If you manipulate the slurm priority number of a job, you can place it wherever you like in the queue waiting to run. So a "low priority" job to you can have a priority number that is quite high to slurm so it runs next.

In this manner, you can do things to any of the jobs in the queue to place them in the order you want.

Using that approach, you may want to just look at the multifactor priority plugin (https://slurm.schedmd.com/priority_multifactor.html). In particular the Age and Partition factors. Maybe make "low priority" jobs gain priority faster than high priority jobs. So, they may wait, but they will wait a relatively shorter amount of time. There are numerous other factors you can use. If you have accounting and associations configured, you can manipulate it all the way to the association and qos.

Brian Andrus


On 8/17/2020 11:23 PM, Gerhard Strangar wrote:
Brian Andrus wrote:
Most likely, but the specific approach depends on how you define what
you want.
My idea was "high prio job is next unless are are too many of them".

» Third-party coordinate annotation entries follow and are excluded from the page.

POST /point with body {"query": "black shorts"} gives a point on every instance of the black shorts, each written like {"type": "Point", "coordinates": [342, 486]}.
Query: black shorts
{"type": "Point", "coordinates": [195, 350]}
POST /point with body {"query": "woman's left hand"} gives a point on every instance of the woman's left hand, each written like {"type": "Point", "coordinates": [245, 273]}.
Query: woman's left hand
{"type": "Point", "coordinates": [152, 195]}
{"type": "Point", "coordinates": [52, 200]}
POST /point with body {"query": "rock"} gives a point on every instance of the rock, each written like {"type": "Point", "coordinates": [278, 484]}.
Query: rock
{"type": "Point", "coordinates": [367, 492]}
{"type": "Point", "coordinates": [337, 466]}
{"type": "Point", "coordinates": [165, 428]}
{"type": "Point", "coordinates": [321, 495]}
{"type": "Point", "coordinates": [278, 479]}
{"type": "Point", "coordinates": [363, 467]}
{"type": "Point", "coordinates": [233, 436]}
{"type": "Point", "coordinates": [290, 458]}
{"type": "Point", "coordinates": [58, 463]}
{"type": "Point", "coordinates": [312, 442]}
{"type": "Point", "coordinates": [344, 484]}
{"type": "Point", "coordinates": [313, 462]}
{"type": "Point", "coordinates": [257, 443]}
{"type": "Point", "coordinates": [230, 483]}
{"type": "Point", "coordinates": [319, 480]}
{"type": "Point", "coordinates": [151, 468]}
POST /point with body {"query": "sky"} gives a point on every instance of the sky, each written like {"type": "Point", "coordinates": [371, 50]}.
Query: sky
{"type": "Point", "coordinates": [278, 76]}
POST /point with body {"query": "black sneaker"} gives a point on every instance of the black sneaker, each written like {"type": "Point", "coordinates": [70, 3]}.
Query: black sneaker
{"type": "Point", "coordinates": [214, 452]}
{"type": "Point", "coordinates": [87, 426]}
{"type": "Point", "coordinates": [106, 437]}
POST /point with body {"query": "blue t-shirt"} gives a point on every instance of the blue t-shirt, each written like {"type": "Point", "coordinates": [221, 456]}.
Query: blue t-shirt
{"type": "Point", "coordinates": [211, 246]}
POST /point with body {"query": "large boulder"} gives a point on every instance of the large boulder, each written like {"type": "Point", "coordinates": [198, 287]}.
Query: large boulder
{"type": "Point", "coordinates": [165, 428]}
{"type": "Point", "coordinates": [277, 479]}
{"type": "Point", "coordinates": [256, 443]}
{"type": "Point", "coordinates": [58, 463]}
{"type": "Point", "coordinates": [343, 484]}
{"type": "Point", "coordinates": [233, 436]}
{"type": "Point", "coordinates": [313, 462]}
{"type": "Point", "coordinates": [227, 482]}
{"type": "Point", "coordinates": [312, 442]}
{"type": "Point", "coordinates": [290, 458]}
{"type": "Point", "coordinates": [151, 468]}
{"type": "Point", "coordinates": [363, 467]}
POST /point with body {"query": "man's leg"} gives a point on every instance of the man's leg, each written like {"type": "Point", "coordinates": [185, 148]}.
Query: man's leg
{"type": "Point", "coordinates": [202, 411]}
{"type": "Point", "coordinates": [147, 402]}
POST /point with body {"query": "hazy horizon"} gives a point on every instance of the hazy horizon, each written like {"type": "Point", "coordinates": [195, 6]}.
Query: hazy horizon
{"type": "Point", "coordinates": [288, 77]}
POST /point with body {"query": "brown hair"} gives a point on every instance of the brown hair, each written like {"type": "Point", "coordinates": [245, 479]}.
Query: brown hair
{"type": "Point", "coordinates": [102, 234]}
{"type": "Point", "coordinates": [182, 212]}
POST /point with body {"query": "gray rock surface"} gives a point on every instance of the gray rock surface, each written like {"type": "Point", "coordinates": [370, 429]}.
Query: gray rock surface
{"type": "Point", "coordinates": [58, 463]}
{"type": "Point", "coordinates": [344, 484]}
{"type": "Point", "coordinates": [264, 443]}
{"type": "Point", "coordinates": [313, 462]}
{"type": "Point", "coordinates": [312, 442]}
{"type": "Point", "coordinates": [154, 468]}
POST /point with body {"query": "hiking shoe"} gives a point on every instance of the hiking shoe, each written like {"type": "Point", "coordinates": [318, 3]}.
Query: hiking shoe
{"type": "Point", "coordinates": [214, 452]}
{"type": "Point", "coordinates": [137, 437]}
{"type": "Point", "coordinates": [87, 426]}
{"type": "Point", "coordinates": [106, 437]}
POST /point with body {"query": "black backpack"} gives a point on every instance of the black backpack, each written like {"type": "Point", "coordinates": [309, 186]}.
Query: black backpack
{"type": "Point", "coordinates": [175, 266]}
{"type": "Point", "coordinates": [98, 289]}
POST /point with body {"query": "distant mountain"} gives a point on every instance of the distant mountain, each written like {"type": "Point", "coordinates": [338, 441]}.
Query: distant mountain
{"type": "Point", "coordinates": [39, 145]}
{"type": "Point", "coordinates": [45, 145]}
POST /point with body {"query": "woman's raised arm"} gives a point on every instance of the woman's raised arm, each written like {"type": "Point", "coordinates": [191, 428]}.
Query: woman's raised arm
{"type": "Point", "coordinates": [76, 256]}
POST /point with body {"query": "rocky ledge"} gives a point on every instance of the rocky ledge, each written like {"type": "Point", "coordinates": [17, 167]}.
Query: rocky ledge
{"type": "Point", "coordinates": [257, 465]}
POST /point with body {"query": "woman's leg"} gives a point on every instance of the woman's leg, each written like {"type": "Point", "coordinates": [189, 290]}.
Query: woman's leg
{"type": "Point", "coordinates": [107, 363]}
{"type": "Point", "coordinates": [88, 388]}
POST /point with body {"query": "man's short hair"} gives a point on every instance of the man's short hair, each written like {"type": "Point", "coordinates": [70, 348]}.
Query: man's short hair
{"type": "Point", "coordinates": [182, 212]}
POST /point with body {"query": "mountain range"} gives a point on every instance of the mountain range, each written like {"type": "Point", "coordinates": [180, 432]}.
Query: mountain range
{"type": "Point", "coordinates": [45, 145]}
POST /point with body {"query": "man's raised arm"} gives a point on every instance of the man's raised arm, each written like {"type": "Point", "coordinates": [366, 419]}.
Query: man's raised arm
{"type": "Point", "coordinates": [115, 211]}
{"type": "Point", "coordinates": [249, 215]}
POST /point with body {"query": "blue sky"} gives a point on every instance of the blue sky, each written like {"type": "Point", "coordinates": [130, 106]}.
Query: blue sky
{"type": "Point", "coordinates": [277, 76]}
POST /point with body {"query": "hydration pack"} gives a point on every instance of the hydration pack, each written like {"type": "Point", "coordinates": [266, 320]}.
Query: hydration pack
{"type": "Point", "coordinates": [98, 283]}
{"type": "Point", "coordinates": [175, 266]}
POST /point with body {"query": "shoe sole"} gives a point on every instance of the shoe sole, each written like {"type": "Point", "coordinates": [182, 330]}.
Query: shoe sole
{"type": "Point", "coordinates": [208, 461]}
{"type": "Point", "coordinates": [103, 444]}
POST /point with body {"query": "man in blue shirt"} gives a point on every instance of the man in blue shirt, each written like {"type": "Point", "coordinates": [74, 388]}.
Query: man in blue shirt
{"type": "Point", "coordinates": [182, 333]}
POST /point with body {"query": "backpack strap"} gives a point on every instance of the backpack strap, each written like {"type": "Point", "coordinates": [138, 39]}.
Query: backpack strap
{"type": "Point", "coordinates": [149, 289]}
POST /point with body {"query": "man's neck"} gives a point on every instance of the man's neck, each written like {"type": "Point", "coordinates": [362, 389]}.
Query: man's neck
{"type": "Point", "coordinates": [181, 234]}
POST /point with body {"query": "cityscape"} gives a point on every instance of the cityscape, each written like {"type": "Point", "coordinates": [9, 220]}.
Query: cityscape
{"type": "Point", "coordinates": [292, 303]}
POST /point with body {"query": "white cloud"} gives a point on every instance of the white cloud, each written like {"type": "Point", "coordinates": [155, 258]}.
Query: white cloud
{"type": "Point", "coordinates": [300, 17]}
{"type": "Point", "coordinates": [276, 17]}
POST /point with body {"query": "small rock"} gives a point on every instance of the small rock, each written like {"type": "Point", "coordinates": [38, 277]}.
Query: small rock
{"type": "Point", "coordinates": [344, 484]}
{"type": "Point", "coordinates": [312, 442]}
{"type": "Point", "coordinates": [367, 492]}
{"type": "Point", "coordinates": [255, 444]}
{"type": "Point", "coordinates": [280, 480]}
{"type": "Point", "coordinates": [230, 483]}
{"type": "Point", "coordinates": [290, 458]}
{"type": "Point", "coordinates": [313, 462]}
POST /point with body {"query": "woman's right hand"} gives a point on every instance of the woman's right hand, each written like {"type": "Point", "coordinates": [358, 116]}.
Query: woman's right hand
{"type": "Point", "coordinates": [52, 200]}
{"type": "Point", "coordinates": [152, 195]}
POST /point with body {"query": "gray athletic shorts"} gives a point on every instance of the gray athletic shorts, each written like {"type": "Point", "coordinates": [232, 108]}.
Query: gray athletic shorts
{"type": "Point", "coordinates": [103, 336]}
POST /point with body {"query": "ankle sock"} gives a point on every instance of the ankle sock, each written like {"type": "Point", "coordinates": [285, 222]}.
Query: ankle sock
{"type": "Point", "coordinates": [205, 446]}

For example, what if there are no jobs in high pri queue but many in
low? Should all the low ones run?
Yes.

What should happen if they get started
and use all the nodes and a high-pri request comes in (preemption policy)?
No preemption.

What about the inverse of that?
The inverse of what? All nodes being used by high prio jobs? That's
exactly what I want to avoid.

What if you get a steady stream of
high-pri jobs? How long should low-pri wait before being allowed to run?
As long as it takes. Since I'm trying to avoid high prio jobs consuming
all nodes, it won't take forever. :-)

Does it matter if it is all the same user?1
No.

You can handle much of that type of interaction with job priorities and
a single queue. As you can see, the devil is in the details on how to
define/get what you want.
How do you make sure the single partition doesn't run high prio jobs
only if there's a sufficient amout of those?